While most of the gifts are not of the specific Valentines Day theme, said AuBuchon, "what makes our gifts special for Valentines Day is that a lot of them are for two." Gifts that have proven popular for the holiday, she said, include couples massages, Segway tours, cocktail master classes, wolf watching and glass art classes.

"There seems to be a trend this year of people wanting to propose in helicopters," said Landy.

Gifts for one can also be handy, said AuBuchon, noting that, while it can be difficult to find Valentines Day gifts for men, many would be happy with a biplane adventure or a NASCAR ride-along.

The company launched in the D.C. area, she said, because its founders live here and because the region provided a convenient environment and customer base. "This is a fantastic market, in terms of people willing to adventure and explore," she said, adding that many residents in the area can afford the gifts, while nearby water and mountains provide accessible adventure destinations.

"The concept of packaging experiences and offering them as gifts is common in Europe," said Landy, who moved to the country from England in his 20s. "It struck me as off that it’s not offered here in the U.S.," he said, noting that the weather here is nicer, and both the mountains and market are considerably larger.

Initially, the company only offered experiences in the D.C. area, prioritizing the variety of gifts over the spread of its reach.

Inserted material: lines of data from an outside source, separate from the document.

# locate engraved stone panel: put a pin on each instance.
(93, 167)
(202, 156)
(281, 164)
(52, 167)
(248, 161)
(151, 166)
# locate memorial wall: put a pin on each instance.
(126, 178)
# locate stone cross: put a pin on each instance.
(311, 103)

Now, customers can purchase experiences in 25 states across the country. "If you give a gift to someone, you want them to be able to get to it, and not have to jump on a plane," said AuBuchon.

"We have a strength, because a lot of families are spread across the U.S.," said Landy. Therefore, he said, a grandmother living on the East Coast could look up experiences close to her grandson who lives in California.

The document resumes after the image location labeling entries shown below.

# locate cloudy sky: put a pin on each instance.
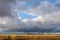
(30, 15)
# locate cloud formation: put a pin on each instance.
(46, 11)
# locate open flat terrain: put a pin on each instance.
(29, 37)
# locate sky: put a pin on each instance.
(29, 15)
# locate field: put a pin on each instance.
(29, 37)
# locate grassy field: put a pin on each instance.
(29, 37)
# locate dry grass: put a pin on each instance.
(29, 37)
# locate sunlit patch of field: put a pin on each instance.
(29, 37)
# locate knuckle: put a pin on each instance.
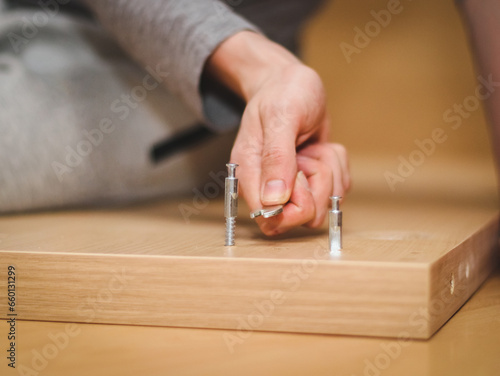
(274, 155)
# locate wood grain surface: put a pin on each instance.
(467, 345)
(405, 268)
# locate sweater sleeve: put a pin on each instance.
(174, 39)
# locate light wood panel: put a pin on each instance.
(406, 268)
(467, 345)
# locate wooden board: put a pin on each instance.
(467, 345)
(406, 268)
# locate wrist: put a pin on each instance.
(244, 61)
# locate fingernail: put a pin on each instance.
(274, 192)
(301, 178)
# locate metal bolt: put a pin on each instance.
(335, 224)
(231, 202)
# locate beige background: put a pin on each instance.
(396, 90)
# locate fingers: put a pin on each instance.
(320, 179)
(299, 210)
(247, 152)
(334, 156)
(278, 157)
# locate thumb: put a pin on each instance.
(278, 166)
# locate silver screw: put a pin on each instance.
(231, 202)
(335, 224)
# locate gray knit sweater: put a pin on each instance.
(78, 117)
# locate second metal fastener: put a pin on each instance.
(231, 202)
(335, 225)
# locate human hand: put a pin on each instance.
(281, 146)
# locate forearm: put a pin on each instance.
(245, 60)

In terms of geography and variety, the company grew by 250 to 300 percent in its first year, and again in its second year, said Landy, adding that January indicated similar growth for the coming year. This is in part the work of employees that Excitations has working on the ground, seeking out new possibilities, such as a court tennis facility in McLean the company recently learned of. It is one of 10 courts in the country where the 17th century version of tennis can be played.

Because experiences are offered in a variety of locations, prices do not include transportation or hotel stay, except in cases when those are part of the experience, such as the weekend tour of Dutch country in Lancaster County, Pa. that Landy recently went on with his wife or the train tour that the company currently has in the works.

In January, the company announced a partnership with Discovery Commerce, whereby experiences related to Discovery Channel shows can be purchased from Excitations through the channel’s Web site. Now, about 150 of the company’s current packages can be purchased through the Discovery site, but Landy said the partnership would evolve, with exclusive packages being offered through Discovery. "We’ll develop things that are unique to them," he said.

One of the packages that can be found on the Discovery Web site is the $330 dog musher experience for two that Deborah Horst, Excitations’ head of customer service, bought for herself and her 13-year-old son last Christmas. The two just went on the trip less than two weeks ago.

Having seen many Excitations boxes around the house, her son was not especially excited by the gift until he opened it, said Horst. "He opened it up and his jaw just dropped," she said, noting that her son is an animal lover. "It was all he talked about for the next month."

Though there was snow on the ground in Accident, Md., near the Deep Creek Lake area, the Horsts rode a sled on wheels, because it is easier to steer than a sled with runners and because it allows more dogs — up to 14 — to pull the ride. Horst said meeting the dogs was a treat. "You have no idea how much these dogs love what they do," she said, noting that the dogs could hardly wait to get started.

After a ride of almost two hours, said Host, "my son summed it up best by saying, ‘Mom, that was absolutely the coolest thing I’ve ever done in my life.’"

"It’s about the coolest thing I’ve ever done, too," she said.